IRS did not abuse its discretion in rejecting OIC offer and making WSJ article part of taxpayer’s record
The Tax Court granted summary judgment to the IRS and upheld the filing of a notice of federal tax lien with respect to an individual whose unpaid federal income tax liabilities stemmed from computational adjustments made by the IRS after a Tax Court decision readjusting the tax reporting of a partnership in which he had participated. The court also concluded that, in rejecting the taxpayer’s offer-in-compromise on the ground that it was not in the best interests of the government, the IRS Office of Appeals did not abuse its discretion when it included, as part of the taxpayer’s record, a Wall Street Journal article detailing benefits the taxpayer received from a corporation of which he was an executive. Elkins, T.C. Memo. 2020-110 (7/16/20).
Mansion was capital asset
The Second Circuit upheld a Tax Court decision that the taxpayers’ historic Newport, R.I., mansion was a capital asset eligible for a capital loss deduction rather than real property used in a trade or business, which would be eligible for an ordinary loss deduction. The appeals court also upheld late-filing additions to tax and accuracy-related penalties against the taxpayers. Keefe, No. 18-2357-ag (2d Cir. 7/17/20).

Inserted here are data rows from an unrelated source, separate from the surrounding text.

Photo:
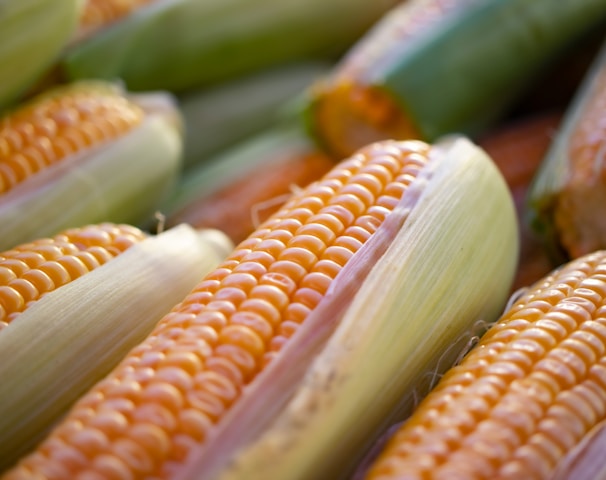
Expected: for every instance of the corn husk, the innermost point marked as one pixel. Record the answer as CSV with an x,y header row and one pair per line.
x,y
400,313
72,337
122,181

The IRS provided specifications for the private printing of red-ink substitutes for the 2020 revisions of certain information returns. This procedure will be reproduced as the next revision of IRS Publication 1179, General Rules and Specifications for Substitute Forms 1096, 1098, 1099, 5498, and Certain Other Information Returns. Rev. Proc. 2019-24 is superseded. Rev. Proc. 2020-35 (7/13/20).
IRS issues August 2020 applicable federal rates
The IRS issued a ruling which prescribes the applicable federal rates for August 2020. The ruling provides various prescribed rates under Sec. 1274 for federal income tax purposes including the applicable federal interest rates, the adjusted applicable federal interest rates, the adjusted federal long-term rate, and the adjusted federal long-term tax-exempt rate. Rev. Rul. 2020-15 (7/16/20).
Tax Court rejects partnership’s conservation easement donation deduction
In a case involving a partnership’s charitable deduction for the partnership’s donation of a conservation easement, the Tax Court held that the deed granting the conservation easement reduced the donee’s share of the proceeds in the event of extinguishment by the value of improvements (if any) made by the donor, and thus the taxpayer did not satisfy the perpetuity requirements of Sec. 170(h)(5)(A). Furthermore, the court rejected the partnership’s challenge to the validity of Regs. Sec. 1.170A-14(g)(6) and found that the construction of Sec. 170(h)(5) set forth in Regs. Sec. 1.170A-14(g)(6) is valid. Smith Lake, LLC, T.C. Memo. 2020-107 (7/13/20).